Она, наверно, хочет сказать, что он может гордиться своим сыном и должен беречь его. Его глубоко трогает ее объятие, ему хочется ей ответить, и он даже пробормотал «нет», когда она предсказывала свою близкую смерть. Но в его правой ладони лежит растаявшая конфета, и, бессильно застыв на месте, он слышит, как она с дрожью в голосе говорит:
— До свиданья. Всего вам доброго. Всего вам доброго.
Всю неделю после этого благословения они с Нельсоном счастливы. Они гуляют по городу. Однажды они смотрят, как на школьной площадке играют в софтбол мужчины с темными морщинистыми лицами заводских рабочих, одетых в яркую форму из войлока и фланели. Одна команда носит название пожарного депо в Бруэре, а другая — Спортивной ассоциации «Солнечный свет». Очевидно, это та самая форма, которая висела на чердаке, когда он ночевал у Тотеро. Зрителей, сидящих на складных скамейках, не больше, чем игроков. Везде — за скамейками, за ограждением из проволочной сетки и металлических трубок — бегают, шумят и спорят мальчишки в спортивных туфлях. Пока Кролик с Нельсоном смотрят несколько периодов, солнце садится за деревья. Косые лучи обволакивают щеки древним, как мир, тонким, как бумага, теплом. Кучка невнимательных зрителей, сочная перебранка, клубы пыли на желтом поле, девушки в шортах, проходящие мимо с шоколадным мороженым на палочках. Загорелые девичьи ноги, толстые лодыжки и гладкие бедра. Они так много знают — по крайней мере, их кожа. Их ровесники мальчишки — костлявые жерди в бумажных штанах и кедах — яростно спорят, кто лучше — Тед Уильямс или Мики Мэнтл <звезды бейсбола, легендарные игроки 50-60-х годов>. Конечно, Мэнтл в десять тысяч раз лучше. А Уильямс в десять миллионов раз лучше. Кролик с Нельсоном делят пополам порцию мороженого с лимонадом, купленную у человека в фартуке с эмблемой Клуба болельщиков, который поставил в тень свой лоток. Дым сухого льда из стаканчика с мороженым, пшш-ш — от пробки, вынутой из бутылки. Искусственная сладость сочится Кролику в сердце. Нельсон, пытаясь поднести бутылку к губам, забрызгивает лимонадом рубашку.
В другой раз они идут на площадку для игр. Нельсон боится качелей. Кролик велит ему держаться покрепче и легонько подталкивает спереди, чтобы мальчик его видел. Тот смеется, просит: «Пусти, пусти», наконец, хнычет: «Пусти, пусти, па-па». От возни в песочнице у Кролика начинает болеть голова. Резиновые шлепки руфбола и стук шашек из соседнего павильона бередят ему память; легкий ветерок, окаймленный кружевом детского бормотанья, доносит забытый запах узкой пластмассовой ленты, из которой плетут напульсники и шнурки для свистков, запах клея и пота на рукоятках спортивных снарядов.
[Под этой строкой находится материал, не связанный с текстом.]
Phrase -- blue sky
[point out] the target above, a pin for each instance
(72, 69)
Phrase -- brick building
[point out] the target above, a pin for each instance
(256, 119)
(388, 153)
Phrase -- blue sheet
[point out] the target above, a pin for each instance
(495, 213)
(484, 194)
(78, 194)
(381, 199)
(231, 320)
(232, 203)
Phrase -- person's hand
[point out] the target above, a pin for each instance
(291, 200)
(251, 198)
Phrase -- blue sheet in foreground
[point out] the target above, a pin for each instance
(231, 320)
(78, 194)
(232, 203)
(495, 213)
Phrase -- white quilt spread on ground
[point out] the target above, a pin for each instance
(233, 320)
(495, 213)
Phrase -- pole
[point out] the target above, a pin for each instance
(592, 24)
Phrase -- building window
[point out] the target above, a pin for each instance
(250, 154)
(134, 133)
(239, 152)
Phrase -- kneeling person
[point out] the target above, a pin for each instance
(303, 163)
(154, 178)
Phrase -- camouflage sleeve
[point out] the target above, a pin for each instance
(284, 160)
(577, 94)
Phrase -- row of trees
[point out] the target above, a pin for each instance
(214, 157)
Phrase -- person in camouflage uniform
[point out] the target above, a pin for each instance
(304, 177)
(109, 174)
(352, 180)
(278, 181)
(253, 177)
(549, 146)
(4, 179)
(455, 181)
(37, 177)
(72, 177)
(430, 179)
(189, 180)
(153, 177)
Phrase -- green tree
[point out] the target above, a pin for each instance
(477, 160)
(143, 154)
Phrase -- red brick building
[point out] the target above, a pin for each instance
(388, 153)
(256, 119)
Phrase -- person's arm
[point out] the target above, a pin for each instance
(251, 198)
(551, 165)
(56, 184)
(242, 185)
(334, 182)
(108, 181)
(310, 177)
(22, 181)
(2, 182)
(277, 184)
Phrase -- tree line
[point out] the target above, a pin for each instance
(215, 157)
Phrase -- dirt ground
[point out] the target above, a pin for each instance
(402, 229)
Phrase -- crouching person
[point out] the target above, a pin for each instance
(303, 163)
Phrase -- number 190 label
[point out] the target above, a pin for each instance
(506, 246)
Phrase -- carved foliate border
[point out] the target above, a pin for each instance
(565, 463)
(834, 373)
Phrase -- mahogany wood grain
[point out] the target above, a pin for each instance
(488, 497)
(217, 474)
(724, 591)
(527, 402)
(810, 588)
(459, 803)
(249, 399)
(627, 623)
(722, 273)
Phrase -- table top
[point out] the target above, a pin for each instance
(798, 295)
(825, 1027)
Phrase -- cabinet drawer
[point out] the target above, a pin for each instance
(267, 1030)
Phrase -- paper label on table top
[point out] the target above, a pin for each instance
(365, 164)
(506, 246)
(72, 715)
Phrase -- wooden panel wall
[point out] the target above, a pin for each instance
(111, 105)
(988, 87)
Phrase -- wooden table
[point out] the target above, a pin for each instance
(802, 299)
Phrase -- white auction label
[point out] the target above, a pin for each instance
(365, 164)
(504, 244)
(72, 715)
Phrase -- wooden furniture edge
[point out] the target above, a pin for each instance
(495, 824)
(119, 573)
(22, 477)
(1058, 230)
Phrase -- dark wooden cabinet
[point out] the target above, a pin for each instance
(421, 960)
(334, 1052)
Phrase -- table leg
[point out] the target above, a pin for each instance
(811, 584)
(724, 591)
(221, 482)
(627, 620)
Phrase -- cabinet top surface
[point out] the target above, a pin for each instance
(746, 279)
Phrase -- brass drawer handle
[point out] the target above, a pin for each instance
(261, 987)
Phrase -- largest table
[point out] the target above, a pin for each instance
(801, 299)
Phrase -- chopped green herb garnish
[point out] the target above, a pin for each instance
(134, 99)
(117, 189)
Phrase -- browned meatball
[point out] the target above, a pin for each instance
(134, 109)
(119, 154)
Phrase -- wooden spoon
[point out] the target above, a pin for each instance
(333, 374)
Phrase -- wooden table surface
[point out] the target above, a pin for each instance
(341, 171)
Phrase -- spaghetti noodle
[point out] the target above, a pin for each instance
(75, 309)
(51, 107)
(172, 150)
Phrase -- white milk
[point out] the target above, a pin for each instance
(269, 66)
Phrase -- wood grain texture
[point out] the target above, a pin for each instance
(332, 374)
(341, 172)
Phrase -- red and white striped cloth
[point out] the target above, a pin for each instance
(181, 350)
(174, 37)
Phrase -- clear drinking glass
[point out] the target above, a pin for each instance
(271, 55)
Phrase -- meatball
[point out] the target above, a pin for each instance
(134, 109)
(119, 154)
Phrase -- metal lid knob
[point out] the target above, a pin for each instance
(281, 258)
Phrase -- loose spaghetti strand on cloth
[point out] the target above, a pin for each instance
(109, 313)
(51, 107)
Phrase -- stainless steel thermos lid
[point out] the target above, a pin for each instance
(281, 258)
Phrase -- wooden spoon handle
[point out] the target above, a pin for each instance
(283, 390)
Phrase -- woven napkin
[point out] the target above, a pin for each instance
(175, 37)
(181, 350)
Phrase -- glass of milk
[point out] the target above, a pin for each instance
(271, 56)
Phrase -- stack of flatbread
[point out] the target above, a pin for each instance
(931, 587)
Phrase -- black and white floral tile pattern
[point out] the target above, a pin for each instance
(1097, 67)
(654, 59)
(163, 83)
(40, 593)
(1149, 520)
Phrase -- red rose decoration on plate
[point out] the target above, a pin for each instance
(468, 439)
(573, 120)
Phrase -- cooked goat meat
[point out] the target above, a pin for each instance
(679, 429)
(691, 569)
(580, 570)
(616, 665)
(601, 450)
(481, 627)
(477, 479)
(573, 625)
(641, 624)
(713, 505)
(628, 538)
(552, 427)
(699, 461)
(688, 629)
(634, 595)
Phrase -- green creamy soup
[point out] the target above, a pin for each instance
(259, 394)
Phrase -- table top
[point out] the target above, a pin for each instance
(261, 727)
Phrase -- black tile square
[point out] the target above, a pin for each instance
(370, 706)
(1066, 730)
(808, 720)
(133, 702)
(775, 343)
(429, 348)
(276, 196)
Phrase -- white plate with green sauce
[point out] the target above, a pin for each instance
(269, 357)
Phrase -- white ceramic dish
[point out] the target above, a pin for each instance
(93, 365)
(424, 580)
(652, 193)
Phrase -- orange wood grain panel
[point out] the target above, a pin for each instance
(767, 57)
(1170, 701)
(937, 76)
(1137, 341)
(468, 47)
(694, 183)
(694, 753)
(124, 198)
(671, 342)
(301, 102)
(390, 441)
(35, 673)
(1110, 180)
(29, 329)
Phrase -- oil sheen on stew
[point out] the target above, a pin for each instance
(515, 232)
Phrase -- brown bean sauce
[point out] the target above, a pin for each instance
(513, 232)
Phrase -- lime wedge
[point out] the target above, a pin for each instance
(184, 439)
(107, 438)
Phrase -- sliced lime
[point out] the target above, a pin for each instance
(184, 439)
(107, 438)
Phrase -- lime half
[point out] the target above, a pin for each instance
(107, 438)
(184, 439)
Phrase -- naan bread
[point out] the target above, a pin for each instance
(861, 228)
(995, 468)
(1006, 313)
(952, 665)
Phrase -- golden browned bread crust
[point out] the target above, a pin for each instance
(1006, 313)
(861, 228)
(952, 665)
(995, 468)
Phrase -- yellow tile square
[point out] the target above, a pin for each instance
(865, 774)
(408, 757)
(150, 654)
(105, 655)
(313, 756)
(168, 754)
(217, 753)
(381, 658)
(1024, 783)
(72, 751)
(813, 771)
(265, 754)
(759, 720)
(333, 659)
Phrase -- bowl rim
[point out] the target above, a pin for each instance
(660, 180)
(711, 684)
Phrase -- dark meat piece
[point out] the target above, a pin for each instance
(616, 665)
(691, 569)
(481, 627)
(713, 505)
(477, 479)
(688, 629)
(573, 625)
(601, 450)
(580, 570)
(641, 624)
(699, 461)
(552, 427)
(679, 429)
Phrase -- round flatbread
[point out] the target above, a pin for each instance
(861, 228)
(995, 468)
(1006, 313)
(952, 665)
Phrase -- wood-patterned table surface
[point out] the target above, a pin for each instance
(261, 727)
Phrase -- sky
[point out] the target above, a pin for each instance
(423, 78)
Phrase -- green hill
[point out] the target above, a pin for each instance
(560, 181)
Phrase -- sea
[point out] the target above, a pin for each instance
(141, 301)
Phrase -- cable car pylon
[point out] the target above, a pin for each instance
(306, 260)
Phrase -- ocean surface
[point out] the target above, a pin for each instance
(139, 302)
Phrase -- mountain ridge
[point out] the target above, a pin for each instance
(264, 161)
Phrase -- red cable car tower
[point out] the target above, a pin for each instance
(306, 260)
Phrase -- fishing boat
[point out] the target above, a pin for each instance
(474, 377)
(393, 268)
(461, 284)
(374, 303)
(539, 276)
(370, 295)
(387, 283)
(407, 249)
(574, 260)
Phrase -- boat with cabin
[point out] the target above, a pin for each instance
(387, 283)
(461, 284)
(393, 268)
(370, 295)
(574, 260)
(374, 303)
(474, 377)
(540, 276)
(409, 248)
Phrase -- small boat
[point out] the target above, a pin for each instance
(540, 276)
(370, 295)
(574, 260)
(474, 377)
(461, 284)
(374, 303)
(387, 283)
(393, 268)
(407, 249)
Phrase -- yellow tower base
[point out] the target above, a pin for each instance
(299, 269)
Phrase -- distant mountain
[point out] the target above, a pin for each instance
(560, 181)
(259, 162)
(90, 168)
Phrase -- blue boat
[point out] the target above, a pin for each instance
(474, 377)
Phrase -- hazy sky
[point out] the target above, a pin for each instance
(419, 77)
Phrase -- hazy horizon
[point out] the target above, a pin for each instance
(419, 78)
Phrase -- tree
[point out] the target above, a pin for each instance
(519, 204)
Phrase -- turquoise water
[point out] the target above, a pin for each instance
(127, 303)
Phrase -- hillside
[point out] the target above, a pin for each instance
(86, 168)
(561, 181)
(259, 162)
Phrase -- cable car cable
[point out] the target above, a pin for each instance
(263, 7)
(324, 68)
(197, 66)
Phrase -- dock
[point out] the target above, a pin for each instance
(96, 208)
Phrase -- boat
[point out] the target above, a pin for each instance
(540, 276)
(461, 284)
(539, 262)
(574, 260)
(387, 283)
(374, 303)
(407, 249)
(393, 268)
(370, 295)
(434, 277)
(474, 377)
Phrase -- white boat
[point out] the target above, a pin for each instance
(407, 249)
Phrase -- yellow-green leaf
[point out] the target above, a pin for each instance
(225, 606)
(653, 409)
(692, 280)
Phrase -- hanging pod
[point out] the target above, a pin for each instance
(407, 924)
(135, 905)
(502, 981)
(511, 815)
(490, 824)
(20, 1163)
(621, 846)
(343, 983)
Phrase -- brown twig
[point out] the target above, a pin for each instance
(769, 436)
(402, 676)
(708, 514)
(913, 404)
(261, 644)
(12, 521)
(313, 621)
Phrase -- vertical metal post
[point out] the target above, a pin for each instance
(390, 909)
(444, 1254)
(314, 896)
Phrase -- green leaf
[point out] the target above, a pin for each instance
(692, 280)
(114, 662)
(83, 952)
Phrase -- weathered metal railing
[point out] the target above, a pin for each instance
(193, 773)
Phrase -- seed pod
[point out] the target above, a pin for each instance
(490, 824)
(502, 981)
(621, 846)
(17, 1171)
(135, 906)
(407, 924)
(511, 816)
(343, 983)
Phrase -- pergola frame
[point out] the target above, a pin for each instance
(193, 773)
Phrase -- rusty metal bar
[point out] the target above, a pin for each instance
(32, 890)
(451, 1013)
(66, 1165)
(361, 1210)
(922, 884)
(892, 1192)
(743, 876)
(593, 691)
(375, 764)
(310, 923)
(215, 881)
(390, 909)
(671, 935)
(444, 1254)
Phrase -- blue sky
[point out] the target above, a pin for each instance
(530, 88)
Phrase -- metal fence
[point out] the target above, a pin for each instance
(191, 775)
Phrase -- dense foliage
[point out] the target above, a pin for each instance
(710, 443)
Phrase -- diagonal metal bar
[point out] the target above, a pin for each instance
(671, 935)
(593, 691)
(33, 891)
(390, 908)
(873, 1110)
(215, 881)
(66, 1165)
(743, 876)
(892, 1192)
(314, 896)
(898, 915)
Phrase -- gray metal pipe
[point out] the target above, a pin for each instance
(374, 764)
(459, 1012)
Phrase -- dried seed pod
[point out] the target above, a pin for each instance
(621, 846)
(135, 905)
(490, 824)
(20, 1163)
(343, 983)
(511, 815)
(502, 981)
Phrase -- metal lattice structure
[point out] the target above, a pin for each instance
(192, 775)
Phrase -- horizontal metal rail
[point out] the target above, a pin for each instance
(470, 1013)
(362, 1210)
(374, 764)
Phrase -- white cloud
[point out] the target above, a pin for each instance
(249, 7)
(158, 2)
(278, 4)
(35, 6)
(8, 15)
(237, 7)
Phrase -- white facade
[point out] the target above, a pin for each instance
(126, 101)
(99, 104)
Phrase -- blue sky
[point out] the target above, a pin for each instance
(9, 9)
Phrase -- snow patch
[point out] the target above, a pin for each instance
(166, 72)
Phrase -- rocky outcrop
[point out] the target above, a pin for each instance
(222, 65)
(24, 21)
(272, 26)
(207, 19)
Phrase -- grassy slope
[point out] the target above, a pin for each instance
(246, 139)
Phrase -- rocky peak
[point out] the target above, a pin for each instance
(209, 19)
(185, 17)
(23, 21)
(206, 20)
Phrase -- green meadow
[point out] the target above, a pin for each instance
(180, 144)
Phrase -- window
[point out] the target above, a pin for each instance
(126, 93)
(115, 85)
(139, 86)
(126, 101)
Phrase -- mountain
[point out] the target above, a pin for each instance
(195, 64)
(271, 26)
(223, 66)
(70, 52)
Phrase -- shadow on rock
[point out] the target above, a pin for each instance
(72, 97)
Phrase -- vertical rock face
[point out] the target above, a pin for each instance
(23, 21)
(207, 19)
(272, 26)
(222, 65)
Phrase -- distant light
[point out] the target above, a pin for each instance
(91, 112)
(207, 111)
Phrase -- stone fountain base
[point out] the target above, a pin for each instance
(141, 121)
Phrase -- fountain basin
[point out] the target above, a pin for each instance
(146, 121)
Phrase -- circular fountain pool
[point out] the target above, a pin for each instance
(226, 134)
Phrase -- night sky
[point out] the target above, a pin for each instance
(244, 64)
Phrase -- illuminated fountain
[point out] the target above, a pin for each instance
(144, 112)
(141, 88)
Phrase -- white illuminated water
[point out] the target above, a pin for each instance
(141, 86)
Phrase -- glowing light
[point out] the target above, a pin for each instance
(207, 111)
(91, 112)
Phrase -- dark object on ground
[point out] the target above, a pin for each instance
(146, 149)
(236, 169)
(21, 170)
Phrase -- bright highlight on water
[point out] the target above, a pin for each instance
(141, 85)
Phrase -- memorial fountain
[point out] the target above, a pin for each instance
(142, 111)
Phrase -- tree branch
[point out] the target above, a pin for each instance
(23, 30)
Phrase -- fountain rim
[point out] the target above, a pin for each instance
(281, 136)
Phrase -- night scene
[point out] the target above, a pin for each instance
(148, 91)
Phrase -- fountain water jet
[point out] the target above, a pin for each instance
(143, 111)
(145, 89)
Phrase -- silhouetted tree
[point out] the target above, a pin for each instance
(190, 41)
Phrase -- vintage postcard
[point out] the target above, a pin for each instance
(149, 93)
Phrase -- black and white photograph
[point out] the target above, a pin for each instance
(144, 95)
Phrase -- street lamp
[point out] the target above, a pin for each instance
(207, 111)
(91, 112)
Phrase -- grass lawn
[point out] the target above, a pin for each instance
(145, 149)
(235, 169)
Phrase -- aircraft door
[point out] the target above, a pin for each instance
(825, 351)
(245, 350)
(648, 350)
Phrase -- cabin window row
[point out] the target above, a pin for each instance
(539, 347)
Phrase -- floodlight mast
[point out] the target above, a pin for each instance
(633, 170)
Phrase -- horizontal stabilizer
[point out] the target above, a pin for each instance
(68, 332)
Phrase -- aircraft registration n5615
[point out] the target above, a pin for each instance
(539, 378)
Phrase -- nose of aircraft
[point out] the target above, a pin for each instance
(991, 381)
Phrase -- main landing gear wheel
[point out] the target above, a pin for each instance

Он ясно видит истину: то, что ушло из его жизни, ушло безвозвратно, ищи сколько хочешь — все равно не найдешь. Беги куда хочешь — все равно не догонишь. Оно было здесь, под этим городом, в этих голосах и запахах, которые навеки остались позади. Полнота жизни исчерпывается, когда мы платим дань Природе, когда мы даем ей детей. После этого мы ей больше не нужны, и мы — сначала изнутри, потом снаружи — превращаемся в мусор. В стебли от цветов.